Esempio di romanzo "L’alveare" (Café di Doña Rosa)
- Lunedì 7 ottobre 2019
- Cerillero = tabacchino
- Tabaco = sigarette
Ha un cattivo carattere, ma non è cattivo, ha chiamato il cameriere stupido. Maricas = gay. Molto spesso le parole non hanno l'accento grafico. La maggior parte delle parole hanno l'accento sulla penultima sillaba (che graficamente è sempre segnato).
Tilde diacritica (accento dei monosillabi)
Nella divisione sillabica la doppia RR, doppia LL, CH non viene divisa: mu-cha-cho, po-llo, a-rras-trar. Ma doppia NN e doppia CC si dividono: In-ne-ga-ble, ac-ción.

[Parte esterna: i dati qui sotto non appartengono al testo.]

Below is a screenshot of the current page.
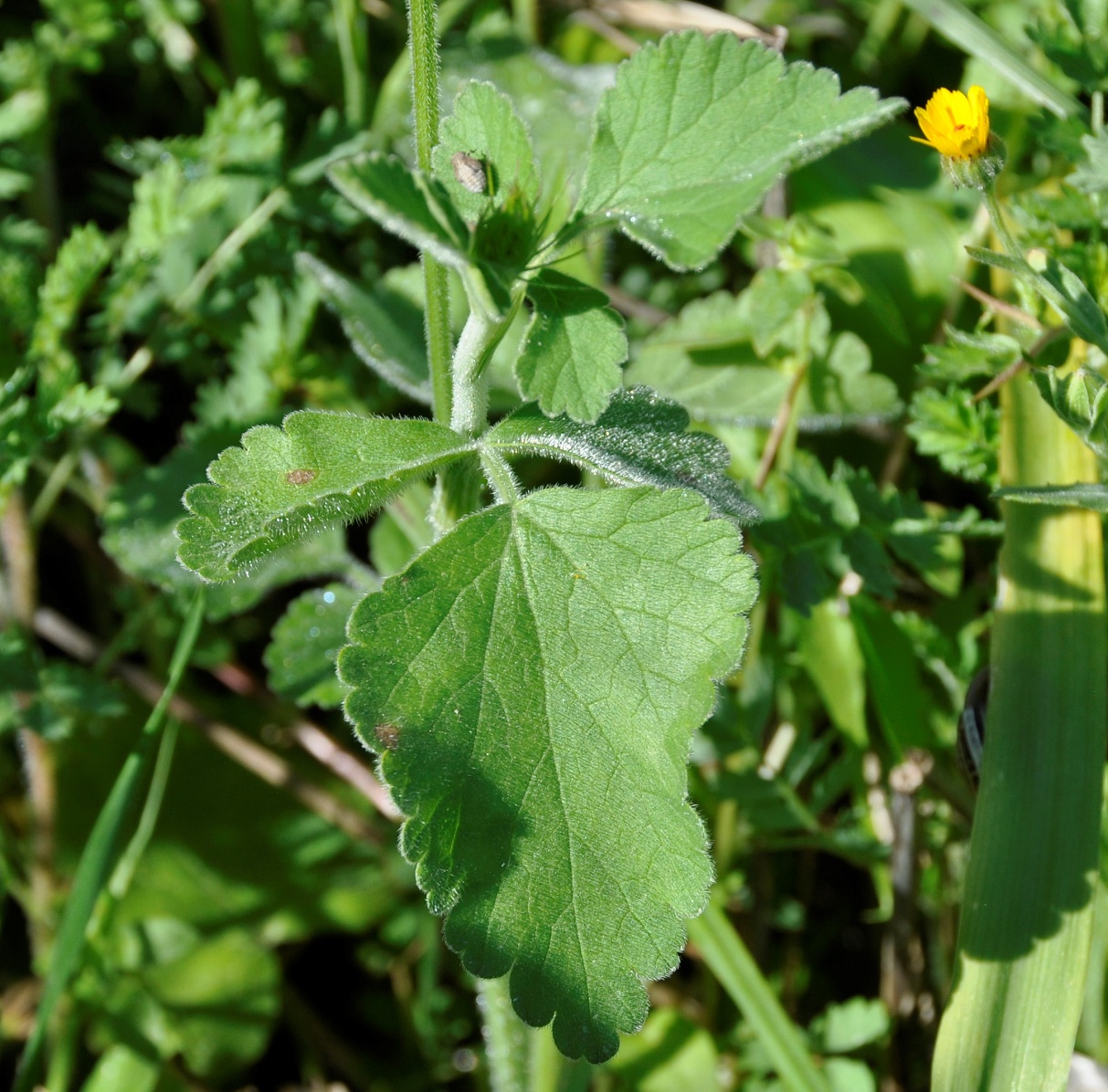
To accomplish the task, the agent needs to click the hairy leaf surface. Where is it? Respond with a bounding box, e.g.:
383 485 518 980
431 81 539 220
177 410 473 581
578 31 905 269
264 583 361 709
482 386 758 523
515 269 628 421
296 251 431 405
327 152 469 269
339 488 754 1061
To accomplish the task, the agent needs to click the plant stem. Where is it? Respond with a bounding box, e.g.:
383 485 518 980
982 181 1024 258
407 0 451 425
15 588 204 1092
449 307 499 436
480 451 520 504
688 904 828 1092
173 186 288 313
332 0 368 129
478 976 527 1092
932 375 1108 1092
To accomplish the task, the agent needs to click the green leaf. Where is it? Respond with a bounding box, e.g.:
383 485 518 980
607 1008 723 1092
849 596 934 762
431 81 539 220
515 269 628 421
907 0 1083 118
482 386 758 524
966 247 1108 352
177 410 473 581
339 488 754 1061
1066 133 1108 194
100 431 355 621
920 323 1023 383
82 917 281 1080
185 277 319 438
1031 368 1108 458
327 152 470 270
27 224 113 385
689 904 828 1092
14 588 204 1092
624 288 900 431
811 997 891 1055
907 386 1000 482
296 250 431 405
578 31 905 269
993 482 1108 511
262 583 363 709
797 597 870 748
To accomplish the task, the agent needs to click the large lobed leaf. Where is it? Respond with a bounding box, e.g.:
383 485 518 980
296 250 431 405
577 31 905 269
177 410 473 581
339 486 754 1061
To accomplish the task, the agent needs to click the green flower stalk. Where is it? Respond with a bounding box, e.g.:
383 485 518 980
916 88 1108 1092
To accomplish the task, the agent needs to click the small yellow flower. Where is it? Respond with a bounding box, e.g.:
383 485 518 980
912 85 988 160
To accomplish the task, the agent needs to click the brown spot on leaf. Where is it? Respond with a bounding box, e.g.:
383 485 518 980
374 724 400 751
449 152 489 194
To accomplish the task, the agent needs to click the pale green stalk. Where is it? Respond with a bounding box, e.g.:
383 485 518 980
407 0 452 425
932 375 1108 1092
332 0 369 129
14 587 205 1092
688 904 830 1092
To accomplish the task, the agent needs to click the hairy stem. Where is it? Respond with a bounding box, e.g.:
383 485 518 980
407 0 451 425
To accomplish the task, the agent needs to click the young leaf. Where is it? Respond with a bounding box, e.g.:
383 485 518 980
262 583 363 709
624 288 900 431
177 410 473 581
296 250 431 405
966 247 1108 352
431 81 539 220
920 323 1023 383
907 386 1000 482
1031 368 1108 458
339 488 754 1062
515 269 628 421
577 31 905 269
100 430 357 621
327 152 470 269
482 386 758 524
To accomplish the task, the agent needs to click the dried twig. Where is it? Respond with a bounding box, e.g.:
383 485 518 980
35 607 382 845
212 664 401 823
954 277 1042 330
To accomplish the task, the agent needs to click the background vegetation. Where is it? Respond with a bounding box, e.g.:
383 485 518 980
0 0 1108 1092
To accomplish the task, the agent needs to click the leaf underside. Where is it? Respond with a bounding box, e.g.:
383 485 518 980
339 488 754 1061
177 410 472 581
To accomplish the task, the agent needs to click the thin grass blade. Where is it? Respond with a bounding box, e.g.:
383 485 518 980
688 904 830 1092
14 588 204 1092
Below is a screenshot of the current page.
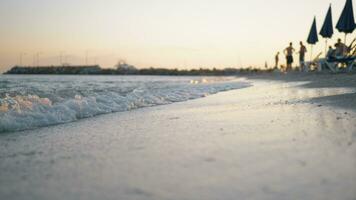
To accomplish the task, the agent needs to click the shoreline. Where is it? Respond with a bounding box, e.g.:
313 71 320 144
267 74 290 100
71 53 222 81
0 76 356 200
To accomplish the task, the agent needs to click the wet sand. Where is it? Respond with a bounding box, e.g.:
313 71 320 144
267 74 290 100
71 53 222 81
0 75 356 200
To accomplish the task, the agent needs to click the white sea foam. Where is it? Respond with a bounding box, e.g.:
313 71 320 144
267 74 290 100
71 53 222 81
0 76 247 133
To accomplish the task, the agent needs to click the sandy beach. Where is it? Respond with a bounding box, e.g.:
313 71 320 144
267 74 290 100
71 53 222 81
0 74 356 200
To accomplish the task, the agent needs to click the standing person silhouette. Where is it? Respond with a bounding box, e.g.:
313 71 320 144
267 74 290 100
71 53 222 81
274 52 279 69
284 42 295 71
299 41 307 70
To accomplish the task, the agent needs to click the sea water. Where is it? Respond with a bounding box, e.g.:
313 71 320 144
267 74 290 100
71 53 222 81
0 75 248 133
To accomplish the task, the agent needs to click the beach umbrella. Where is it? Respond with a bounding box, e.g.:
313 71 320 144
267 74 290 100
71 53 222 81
336 0 356 43
319 4 334 54
307 17 319 60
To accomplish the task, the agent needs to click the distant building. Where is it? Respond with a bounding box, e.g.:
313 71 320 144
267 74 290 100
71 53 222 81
6 65 101 74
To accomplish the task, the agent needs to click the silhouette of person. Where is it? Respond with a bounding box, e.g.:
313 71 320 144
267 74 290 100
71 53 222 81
274 52 279 68
284 42 295 71
299 41 307 69
335 38 348 57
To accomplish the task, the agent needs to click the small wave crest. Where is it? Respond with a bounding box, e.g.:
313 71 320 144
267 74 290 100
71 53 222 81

- La S se preceduta o seguita da consonante va con la sillaba prima: pers-pec-ti-va, es-ce-na, pro-tes-tar.
- H funziona come una consonante qualsiasi: in-ha-la-ción.
- TL (non iniziale di parola) può dividersi o meno: at-le-ta oppure a-tle-ta.
Le regole sillabiche sono simili all'italiano:
- Una consonante tra due vocali segue la sillaba precedente.
- Due consonanti (no digrafi): la prima consonante con la vocale che precede, la seconda con quella che segue. Tuttavia, se le ultime consonanti formano PR, BR (consonante seguita da R o L), si uniscono alla vocale.